To break the text into syllables, you look at the Unicode Character Database for each codepoint, and specifically at the field called Indic Syllabic Category, which tells you what type of “thing” each codepoint represents. (consonant, vowel, mark, halant/virama, etc.) You may need to do one or two fixups for some characters - Unicode calls U+1CF5 VEDIC SIGN JIHVAMULIYA a Consonant With Stacker but for our purposes it’s just a plain old Consonant. Then you use a state machine to build these syllabic categories into a full syllable:

(This is the state machine for a Khmer consonant cluster. I cheated a little by not expanding the matra group. The real thing’s even more complicated…)

As an old-school Perl hacker, I’m used to making state machines out of regular expressions, so that’s what we do here: build up a series of tests to see whether a combination of syllabic categories matches our syllable types.

The reordering code is a very hairy breeding ground for bugs and off-by-one errors, but that’s the main part of the complex syllabic shaper. To work out how to reorder things, you look at the Indic Positional Category (which tells you where each thing lives - before the base consonant, under the base consonant, after the base consonant, etc.) - turn that into a number, follow a few language-specific rules and exceptions (some scripts have the base moved to the end, some at the beginning, etc.), and then sort the elements of each syllable by their positional numbers.

The Universal Shaping Engine

So yesterday I used the UCD and a set of regular expression state machines to implement Indic, Khmer and Myanmar complex shaping, and today I worked on the Universal Shaping Engine. What’s that? Well, Andrew Glass at Microsoft realised that it was inconvenient to keep adding new complex shapers encoding particular script knowledge every time that a new script was encoded in Unicode, and worked out a sort of hyper-generic syllable pattern that works for a wide variety scripts, driven by another category entry in the UCD.

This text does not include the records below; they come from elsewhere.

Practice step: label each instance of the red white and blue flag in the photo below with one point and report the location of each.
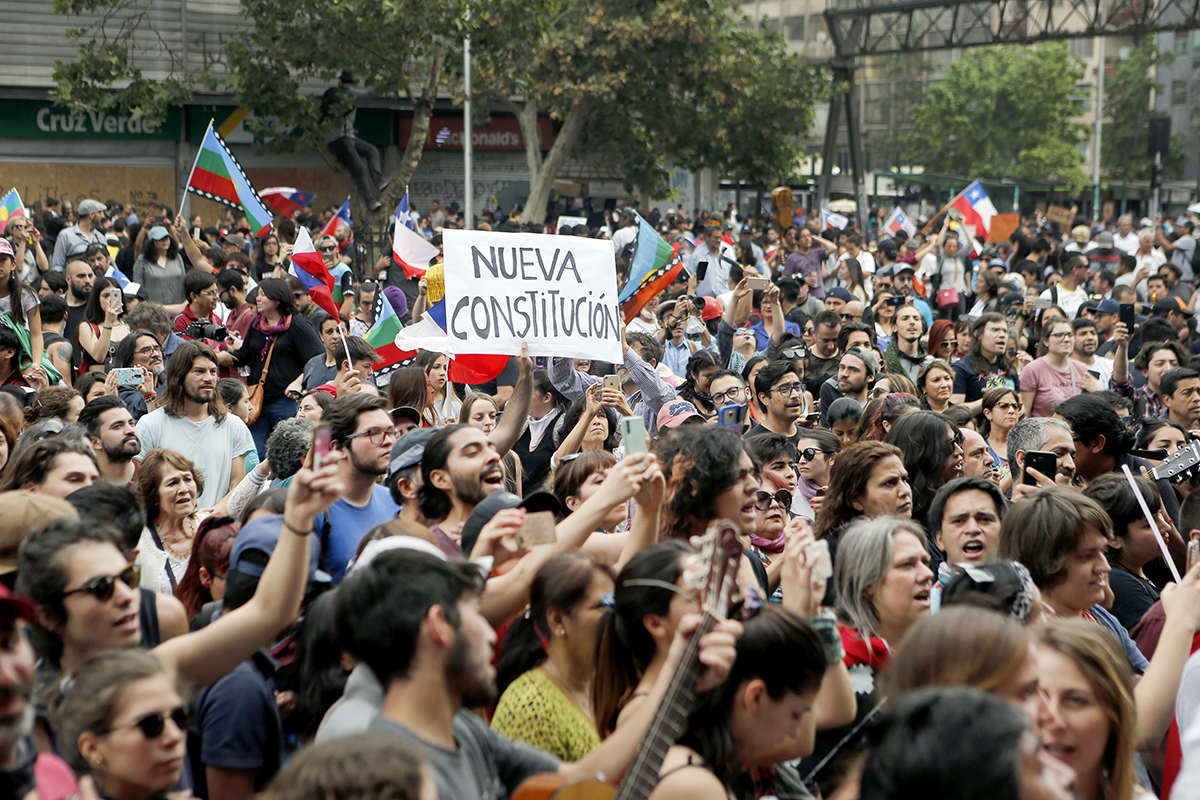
(899, 221)
(286, 199)
(976, 209)
(408, 247)
(310, 268)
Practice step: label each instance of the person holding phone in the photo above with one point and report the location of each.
(102, 326)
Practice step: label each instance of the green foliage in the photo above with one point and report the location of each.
(681, 77)
(1128, 94)
(1002, 112)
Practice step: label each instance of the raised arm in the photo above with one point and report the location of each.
(215, 650)
(516, 410)
(193, 252)
(507, 595)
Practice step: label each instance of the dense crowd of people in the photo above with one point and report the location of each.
(954, 487)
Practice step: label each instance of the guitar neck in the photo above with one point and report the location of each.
(670, 721)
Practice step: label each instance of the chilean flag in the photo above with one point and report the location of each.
(408, 247)
(976, 208)
(342, 215)
(310, 268)
(898, 221)
(286, 199)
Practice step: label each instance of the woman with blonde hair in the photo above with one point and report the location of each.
(1087, 719)
(967, 647)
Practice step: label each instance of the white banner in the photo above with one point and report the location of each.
(556, 293)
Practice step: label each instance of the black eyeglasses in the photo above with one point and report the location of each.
(762, 499)
(153, 725)
(377, 435)
(102, 588)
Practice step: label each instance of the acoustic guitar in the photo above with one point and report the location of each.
(713, 571)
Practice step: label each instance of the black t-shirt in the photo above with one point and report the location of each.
(1133, 596)
(759, 428)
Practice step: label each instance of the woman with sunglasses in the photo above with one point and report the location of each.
(816, 452)
(1055, 377)
(87, 590)
(282, 336)
(942, 340)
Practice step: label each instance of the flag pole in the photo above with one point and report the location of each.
(198, 150)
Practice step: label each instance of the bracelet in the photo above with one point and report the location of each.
(297, 530)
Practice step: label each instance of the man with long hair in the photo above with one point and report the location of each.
(193, 420)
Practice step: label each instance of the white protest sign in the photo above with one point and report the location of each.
(556, 293)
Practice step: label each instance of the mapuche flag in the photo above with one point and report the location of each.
(654, 266)
(217, 176)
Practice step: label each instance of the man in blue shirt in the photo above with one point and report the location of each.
(358, 425)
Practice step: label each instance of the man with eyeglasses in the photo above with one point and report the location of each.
(856, 376)
(780, 390)
(203, 295)
(360, 427)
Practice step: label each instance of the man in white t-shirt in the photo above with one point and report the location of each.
(195, 422)
(1071, 293)
(1126, 238)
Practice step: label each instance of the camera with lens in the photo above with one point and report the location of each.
(204, 330)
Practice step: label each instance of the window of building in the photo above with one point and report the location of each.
(793, 29)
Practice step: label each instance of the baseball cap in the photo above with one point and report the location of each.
(677, 411)
(256, 542)
(499, 500)
(1168, 305)
(1107, 306)
(409, 449)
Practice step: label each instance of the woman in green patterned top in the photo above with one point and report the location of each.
(547, 659)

That takes care of the syllable-finding code, but what to do about the reordering logic? How do we do that in a script-agnostic way? This is where it gets really clever: the shaper asks the font which characters should be reordered. What do we mean “ask the font?” Well, the engine shows the font some characters from the syllable and tests whether particular features would apply. For example, if there’s a pre-base substitution rule in the pref feature which matches a vowel (even if it’s sub foo by foo;) then that vowel is recorded as being a pre-base vowel, and that gets moved to before the base consonant. There’s a slightly more complex rule for moving reph characters around, but the whole thing turns out not to be too difficult at all.

And because it follows the same basic functionality as the other syllable-based complex shapers, much of what it does is handled by a common base class. This means that my implementation of the USE complex shaper is fairly small - about 190 lines of Python - and hopefully not too difficult to understand.

I’ve learned a lot implementing these shapers, and hopefully now you have too!